Pretraining Models from Scratch vs Further Training


I want to pretrain an Arabic BERT model on domain-specific data to make it suitable for a specific domain problem, which is the classification of citizen reviews about government services into relevant government sectors. After extensive research, I found that domain-specific models outperform the general ones. So, my plan is to pretrain the model on freely available Arabic newspaper articles that specifically tackle the same sectors as the government ones, including education, healthcare, etc. I know these articles are not considered too specific to the target domain, but they are the only suitable data available. I plan to pretrain the model on around 20K articles only since I am limited with time and computational resources. Also, the target dataset contains about 2K citizen reviews provided in Modern Standard Arabic.

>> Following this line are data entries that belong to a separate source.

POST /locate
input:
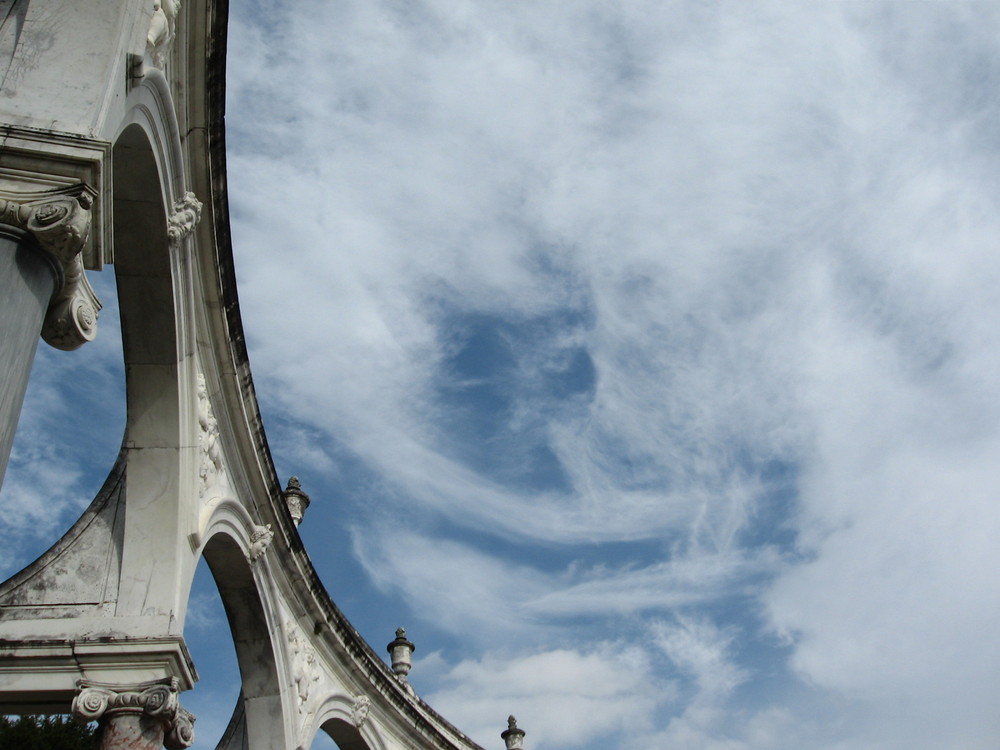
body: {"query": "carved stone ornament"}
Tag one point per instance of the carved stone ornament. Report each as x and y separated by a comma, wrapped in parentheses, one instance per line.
(184, 218)
(162, 30)
(60, 220)
(296, 500)
(208, 439)
(359, 711)
(260, 540)
(157, 700)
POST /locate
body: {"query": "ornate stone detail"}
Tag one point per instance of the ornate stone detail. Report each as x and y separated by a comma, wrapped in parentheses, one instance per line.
(512, 737)
(157, 700)
(180, 734)
(162, 30)
(260, 539)
(359, 711)
(71, 320)
(296, 500)
(305, 667)
(184, 218)
(60, 221)
(208, 439)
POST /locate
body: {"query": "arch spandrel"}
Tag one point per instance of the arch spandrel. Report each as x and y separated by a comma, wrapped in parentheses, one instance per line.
(195, 477)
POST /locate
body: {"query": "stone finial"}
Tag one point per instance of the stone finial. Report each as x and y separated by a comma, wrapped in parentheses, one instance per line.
(512, 736)
(296, 500)
(131, 712)
(401, 651)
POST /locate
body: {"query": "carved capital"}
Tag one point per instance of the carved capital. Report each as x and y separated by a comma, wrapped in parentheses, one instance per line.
(162, 30)
(184, 218)
(60, 221)
(157, 700)
(260, 539)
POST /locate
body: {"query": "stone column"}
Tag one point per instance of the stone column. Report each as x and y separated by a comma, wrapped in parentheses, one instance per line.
(145, 716)
(29, 277)
(43, 289)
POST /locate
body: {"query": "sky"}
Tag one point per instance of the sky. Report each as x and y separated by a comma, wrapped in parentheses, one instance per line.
(641, 358)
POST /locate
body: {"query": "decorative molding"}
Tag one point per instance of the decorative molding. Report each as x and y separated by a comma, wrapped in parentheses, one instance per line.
(184, 218)
(162, 30)
(260, 540)
(208, 439)
(59, 221)
(157, 700)
(359, 711)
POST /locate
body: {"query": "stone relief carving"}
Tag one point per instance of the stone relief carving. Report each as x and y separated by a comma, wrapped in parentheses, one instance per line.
(184, 218)
(359, 711)
(60, 222)
(305, 667)
(162, 30)
(211, 451)
(156, 699)
(260, 539)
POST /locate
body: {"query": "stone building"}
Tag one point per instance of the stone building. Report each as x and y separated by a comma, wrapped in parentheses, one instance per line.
(113, 152)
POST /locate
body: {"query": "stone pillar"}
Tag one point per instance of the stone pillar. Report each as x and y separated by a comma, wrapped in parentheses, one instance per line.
(43, 289)
(144, 716)
(512, 736)
(29, 277)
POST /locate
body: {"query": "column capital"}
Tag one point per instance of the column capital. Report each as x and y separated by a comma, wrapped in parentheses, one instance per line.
(59, 221)
(156, 700)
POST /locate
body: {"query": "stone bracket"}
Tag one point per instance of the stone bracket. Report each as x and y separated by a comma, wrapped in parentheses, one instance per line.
(34, 162)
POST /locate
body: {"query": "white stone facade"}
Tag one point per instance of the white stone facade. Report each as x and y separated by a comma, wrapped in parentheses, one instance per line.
(112, 152)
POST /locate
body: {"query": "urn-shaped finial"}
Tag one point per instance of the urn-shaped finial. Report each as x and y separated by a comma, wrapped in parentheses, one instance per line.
(512, 736)
(296, 500)
(401, 652)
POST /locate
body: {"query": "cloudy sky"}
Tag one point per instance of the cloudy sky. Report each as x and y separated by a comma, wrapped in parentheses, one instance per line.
(642, 358)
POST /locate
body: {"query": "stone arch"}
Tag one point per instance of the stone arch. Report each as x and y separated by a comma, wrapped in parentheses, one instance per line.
(152, 345)
(339, 716)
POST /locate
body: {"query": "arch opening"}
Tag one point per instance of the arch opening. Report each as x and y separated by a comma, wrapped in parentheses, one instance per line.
(339, 734)
(260, 696)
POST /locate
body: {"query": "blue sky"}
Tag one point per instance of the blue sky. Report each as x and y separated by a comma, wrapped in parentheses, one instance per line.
(641, 358)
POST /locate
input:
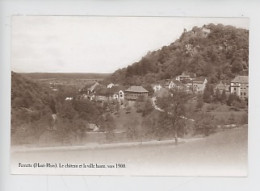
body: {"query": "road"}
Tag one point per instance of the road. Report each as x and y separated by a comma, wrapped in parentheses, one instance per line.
(221, 154)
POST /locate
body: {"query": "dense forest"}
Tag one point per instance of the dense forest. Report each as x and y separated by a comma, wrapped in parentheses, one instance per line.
(217, 52)
(67, 75)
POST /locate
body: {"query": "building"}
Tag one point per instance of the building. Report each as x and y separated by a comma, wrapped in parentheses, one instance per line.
(185, 76)
(239, 86)
(156, 87)
(222, 87)
(199, 84)
(169, 84)
(135, 92)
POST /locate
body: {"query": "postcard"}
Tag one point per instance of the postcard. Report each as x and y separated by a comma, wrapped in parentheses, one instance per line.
(139, 96)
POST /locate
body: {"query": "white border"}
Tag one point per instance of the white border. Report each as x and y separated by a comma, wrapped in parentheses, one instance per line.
(202, 8)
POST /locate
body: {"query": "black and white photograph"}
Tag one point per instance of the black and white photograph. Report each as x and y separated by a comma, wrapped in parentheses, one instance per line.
(138, 96)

So, I have several questions concerning this project:

  1. Would it be beneficial to pretrain the Arabic BERT model from scratch using this small dataset of 20K samples? or would it be too small to tackle my problem?

  2. Would it be better to apply further pretraining for Arabic BERT model, which means starting with the model initial knowledge (weights) and then further pretraining it on the 20K samples? I am afraid this will lead to model forgetting for the previously learnt knowledge. Also, the combination of general and specific knowledge might affect the model performance on the target dataset of citizen reviews.

  3. Whichever method I choose from above, should I pretrain the model on unlabeled data (unsupervised learning)? or is it better to train it on labeled data to be useful for text classification?

  4. After pretraining the model, should I apply feature extraction or fine-tuning on the target dataset of citizen reviews?